Behind the seemingly glamorous curtain of all the glitz and glitter, lie collective bargaining agreements, free agency, and salary caps. And the bottom line in all of it is the almighty dollar. Money has turned a boys’ game into a corporate power venture with high-stake players and greedy ownership.
Let’s face it – once athletes go pro, they cease to be human beings. They become commodities. The more investment a team makes in a star player, the more that player is protected. Say a half-million dollar a year player hurts his knee. The staff bandages him up, shoots him with some cortisone, and tells him to go “earn his keep” on the field. A multi-million dollar player will be more protected by the staff and even allowed some rest time to recuperate. After all, the team needs to nurture their investment. The investment starts with the signing package.
As part of their signing package, players receive a percentage of the NFL’s defined gross revenue, which includes gate receipts, luxury box revenue, a percentage of NFL Properties, and television contracts. Television accounts for the largest chunk of change toward the defined gross revenue.
I can’t think of anything more “built” for television than football. Large men wearing matching uniforms, clad in full armor, with numbers on them so we can identify them easily. Giant screens with HD make it practically like being there. Advertisers know this and are willing to fork out millions of dollars to pawn their goods. Television represents a load of dough for the NFL because most everyone loves and watches football.
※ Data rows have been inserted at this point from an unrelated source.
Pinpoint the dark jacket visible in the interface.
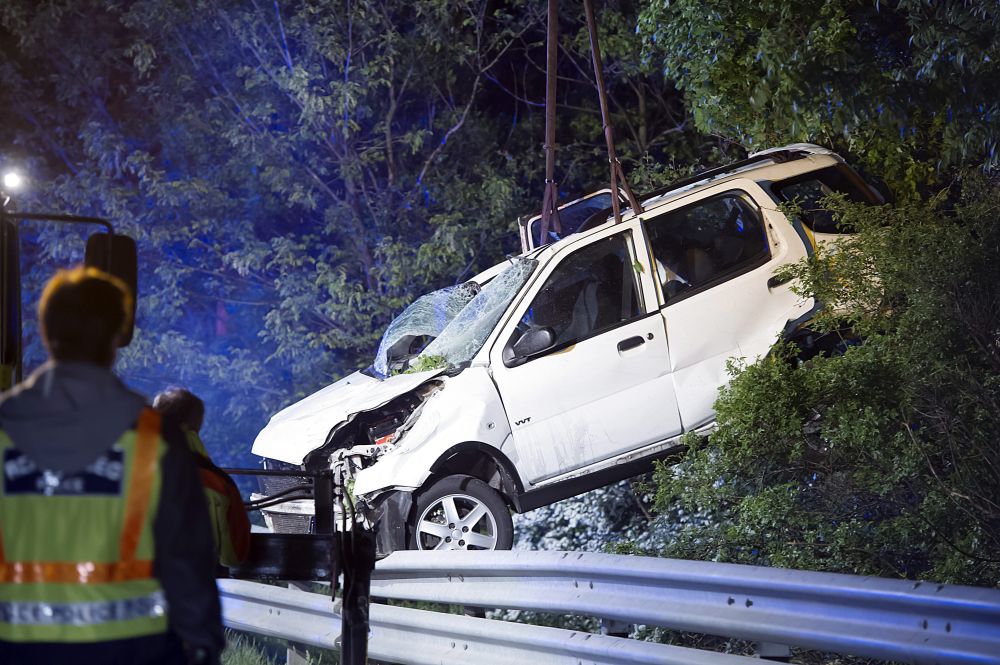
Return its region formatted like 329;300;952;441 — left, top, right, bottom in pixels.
0;361;225;665
182;429;252;567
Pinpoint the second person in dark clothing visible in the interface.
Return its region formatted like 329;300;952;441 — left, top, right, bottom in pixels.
153;387;251;568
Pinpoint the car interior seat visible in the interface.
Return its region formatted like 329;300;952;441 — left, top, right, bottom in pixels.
711;205;750;268
558;279;599;345
654;233;696;298
682;247;715;285
658;247;714;297
713;236;745;267
655;258;684;298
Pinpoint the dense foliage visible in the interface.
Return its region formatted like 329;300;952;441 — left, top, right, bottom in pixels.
2;0;999;592
648;183;1000;585
639;0;1000;198
0;0;706;466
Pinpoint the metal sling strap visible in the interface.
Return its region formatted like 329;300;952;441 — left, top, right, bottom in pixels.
582;0;643;224
0;408;160;584
538;0;562;243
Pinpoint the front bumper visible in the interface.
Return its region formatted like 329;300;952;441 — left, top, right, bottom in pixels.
256;490;413;558
370;491;413;557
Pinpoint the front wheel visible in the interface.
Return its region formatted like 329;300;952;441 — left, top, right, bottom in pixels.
408;475;513;551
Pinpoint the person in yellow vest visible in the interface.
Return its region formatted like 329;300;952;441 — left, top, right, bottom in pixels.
0;267;223;665
152;388;250;568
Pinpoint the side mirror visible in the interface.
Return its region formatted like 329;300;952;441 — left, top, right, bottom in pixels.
385;334;430;370
511;326;555;360
386;335;416;366
85;233;138;346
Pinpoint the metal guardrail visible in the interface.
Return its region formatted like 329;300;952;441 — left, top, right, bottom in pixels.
371;551;1000;665
221;550;1000;665
219;578;756;665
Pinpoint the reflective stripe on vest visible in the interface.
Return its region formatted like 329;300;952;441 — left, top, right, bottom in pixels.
0;589;166;626
0;408;168;641
0;560;153;585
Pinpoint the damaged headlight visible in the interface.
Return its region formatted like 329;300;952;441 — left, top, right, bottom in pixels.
367;413;403;447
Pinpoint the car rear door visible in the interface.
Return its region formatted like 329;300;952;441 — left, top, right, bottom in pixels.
642;180;812;429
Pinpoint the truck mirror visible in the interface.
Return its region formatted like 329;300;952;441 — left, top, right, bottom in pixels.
1;218;21;388
85;233;138;346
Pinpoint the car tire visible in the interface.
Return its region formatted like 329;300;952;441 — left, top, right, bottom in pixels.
407;474;513;551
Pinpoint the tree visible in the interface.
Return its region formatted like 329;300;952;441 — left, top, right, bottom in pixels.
1;0;540;464
0;0;700;468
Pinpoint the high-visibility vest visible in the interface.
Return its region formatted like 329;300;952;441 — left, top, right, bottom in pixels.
185;430;250;567
0;408;168;643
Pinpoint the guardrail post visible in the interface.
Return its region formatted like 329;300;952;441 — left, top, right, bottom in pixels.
287;582;313;665
286;642;310;665
755;641;791;662
340;528;376;665
600;618;632;638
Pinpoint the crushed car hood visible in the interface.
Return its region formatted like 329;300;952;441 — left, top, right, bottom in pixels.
252;368;447;465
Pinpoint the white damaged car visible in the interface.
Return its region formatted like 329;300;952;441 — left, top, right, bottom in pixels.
252;143;882;553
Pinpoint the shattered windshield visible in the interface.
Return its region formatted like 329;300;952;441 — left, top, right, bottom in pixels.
372;282;481;379
371;258;536;379
416;257;536;370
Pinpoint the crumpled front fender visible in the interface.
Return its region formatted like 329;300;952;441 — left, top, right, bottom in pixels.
353;367;512;497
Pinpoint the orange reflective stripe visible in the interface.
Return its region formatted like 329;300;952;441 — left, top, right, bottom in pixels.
199;467;229;494
119;408;160;566
0;559;153;584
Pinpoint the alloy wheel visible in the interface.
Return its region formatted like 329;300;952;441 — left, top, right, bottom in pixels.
415;493;499;550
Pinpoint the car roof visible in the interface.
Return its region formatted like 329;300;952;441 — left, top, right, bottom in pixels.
525;143;845;260
467;254;538;286
638;144;841;211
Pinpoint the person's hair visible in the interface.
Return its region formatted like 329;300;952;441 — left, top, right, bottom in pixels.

Even though money has changed how football is played on the business side, the play-off games are not about money (although a championship game is worth endorsements and future contracts). In fact, players actually make less during play-off time. Championship games are still about desire, pride, true grit and guts. Putting the money aside, a play-off game for a player still comes down to, “How good are you and how bad do you want it?” We must admit, the players super-charged with fire and drive are the ones we love to watch the most.
Yes, football is a business. Yes, football is all about money. Yes, players are commodities. Knowing all that doesn’t take away from our love of the game and our desire to watch it week after week during the fall season. Let the NFL handle their business. Let the players say, “Show me the money.” Just bring me my nachos, clear the recliner, and show me a game.